I ran across the dashboard where I work that is tracking Copilot usage. According to the dashboard 22% of suggestions are accepted. I assume Microsoft is quoting a similar stat. This is VERY misleading, as more often than not, the suggestion is trash, but has 1 thing in it I want for reference to look up something that might actually help me. I accept the suggestion, which increases that stat, but AI didn’t ultimately write the resulting code that went to production.

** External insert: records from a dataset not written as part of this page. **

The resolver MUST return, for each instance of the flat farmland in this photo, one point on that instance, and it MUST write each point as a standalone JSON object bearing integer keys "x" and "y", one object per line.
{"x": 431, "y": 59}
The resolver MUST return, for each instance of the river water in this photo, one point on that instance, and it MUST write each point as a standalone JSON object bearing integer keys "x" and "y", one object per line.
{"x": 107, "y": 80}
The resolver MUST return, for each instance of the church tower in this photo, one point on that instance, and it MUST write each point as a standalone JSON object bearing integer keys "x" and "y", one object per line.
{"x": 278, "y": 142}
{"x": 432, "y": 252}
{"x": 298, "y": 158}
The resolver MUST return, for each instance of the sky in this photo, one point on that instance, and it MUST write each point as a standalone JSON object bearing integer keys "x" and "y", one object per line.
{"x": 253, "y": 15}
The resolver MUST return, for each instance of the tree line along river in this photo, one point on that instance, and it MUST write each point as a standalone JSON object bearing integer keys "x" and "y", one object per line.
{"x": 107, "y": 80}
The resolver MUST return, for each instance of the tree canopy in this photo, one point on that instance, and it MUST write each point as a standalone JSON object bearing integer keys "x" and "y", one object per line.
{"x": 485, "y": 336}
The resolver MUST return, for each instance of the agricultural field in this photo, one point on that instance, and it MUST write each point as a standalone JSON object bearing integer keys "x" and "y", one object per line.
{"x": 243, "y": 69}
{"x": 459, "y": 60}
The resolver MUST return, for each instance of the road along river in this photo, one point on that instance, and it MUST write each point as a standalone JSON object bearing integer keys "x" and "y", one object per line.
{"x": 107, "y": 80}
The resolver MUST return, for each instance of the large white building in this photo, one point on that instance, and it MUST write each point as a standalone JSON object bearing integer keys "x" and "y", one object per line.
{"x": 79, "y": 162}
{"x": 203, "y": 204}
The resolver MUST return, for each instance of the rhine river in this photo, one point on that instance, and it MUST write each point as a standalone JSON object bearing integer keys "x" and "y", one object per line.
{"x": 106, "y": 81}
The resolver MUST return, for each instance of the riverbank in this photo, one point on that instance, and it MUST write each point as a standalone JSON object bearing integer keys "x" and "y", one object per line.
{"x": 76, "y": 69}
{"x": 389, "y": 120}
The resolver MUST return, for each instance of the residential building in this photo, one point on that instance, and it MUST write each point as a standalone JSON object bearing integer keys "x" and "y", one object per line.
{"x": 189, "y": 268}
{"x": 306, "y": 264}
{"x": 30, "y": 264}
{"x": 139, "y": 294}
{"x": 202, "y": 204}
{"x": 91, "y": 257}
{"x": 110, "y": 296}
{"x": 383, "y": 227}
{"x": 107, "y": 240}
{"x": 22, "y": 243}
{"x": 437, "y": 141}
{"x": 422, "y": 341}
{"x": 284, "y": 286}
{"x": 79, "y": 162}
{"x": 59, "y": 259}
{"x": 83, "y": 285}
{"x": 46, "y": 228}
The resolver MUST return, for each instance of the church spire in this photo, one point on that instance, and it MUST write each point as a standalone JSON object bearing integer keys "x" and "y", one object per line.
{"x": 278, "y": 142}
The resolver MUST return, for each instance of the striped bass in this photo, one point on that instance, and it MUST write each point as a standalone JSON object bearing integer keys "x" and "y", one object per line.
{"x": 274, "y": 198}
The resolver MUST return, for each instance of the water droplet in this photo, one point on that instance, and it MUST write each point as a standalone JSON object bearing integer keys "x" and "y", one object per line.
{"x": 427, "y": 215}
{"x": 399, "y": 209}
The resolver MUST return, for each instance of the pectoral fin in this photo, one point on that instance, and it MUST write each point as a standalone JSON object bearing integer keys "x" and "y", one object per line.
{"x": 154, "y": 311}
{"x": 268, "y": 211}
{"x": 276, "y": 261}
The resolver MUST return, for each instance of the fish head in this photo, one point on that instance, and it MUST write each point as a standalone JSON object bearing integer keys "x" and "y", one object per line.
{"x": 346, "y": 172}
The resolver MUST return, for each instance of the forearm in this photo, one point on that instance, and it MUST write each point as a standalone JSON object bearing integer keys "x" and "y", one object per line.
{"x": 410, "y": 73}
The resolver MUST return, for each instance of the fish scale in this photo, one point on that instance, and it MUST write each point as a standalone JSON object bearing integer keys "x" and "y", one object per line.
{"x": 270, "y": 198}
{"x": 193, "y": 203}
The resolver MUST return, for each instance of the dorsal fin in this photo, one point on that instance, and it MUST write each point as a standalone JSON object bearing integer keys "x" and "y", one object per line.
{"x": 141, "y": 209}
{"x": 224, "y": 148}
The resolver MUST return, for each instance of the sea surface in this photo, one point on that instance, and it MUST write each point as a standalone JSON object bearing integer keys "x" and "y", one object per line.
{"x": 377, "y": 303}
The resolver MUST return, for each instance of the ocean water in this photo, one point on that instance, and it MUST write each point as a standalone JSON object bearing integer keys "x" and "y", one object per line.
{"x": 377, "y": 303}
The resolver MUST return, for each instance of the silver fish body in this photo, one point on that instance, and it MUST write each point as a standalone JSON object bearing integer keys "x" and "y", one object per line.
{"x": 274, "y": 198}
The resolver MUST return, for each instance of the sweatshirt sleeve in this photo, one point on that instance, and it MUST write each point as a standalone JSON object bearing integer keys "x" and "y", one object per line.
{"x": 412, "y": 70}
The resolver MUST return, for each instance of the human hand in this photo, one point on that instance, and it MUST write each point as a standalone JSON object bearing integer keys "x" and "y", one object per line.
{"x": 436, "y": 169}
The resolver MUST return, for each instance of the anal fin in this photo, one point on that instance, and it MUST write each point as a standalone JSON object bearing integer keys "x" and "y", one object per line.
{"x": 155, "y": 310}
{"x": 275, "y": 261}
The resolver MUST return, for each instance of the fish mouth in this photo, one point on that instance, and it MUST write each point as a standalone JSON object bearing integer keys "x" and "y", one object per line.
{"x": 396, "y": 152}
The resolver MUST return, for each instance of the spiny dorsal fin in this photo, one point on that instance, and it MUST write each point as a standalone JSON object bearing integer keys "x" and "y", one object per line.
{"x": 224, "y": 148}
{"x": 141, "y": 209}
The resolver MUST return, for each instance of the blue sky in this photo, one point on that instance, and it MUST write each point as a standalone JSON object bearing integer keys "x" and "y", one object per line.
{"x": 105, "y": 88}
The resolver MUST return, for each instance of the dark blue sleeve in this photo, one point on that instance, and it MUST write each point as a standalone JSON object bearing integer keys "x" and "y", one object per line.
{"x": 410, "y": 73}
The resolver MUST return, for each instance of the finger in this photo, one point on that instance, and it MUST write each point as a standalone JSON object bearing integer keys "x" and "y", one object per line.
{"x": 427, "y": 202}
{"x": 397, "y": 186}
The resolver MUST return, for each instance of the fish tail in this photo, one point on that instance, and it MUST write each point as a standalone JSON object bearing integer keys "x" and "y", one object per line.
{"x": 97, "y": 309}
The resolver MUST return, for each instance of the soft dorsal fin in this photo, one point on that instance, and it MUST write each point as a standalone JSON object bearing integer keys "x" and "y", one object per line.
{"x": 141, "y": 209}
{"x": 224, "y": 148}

I took a glance around this project, and it seems to be really high quality Rust. I would be shocked if it was AI-generated to any significant degree, given my own less-than-impressive results trying to get LLMs to write Rust.
Edit: I see the author isn’t very familiar with Rust, which makes it even more impressive.
How much cost reduction does 30% ai written code translate to? It's easy to imagine that ai doesn't write the most expensive lines of code. So it might correspond to 10% cost reduction.
10% is nothing to scoff at, but I don't think it should factor into the decision to rewrite existing packages or trust third parties if you're very security minded.
AI-writing has the cost of human orchestration, debugging, review. Code is now cheap to write, but for there to be a net efficiency gain, those other tasks have to not bloat too much.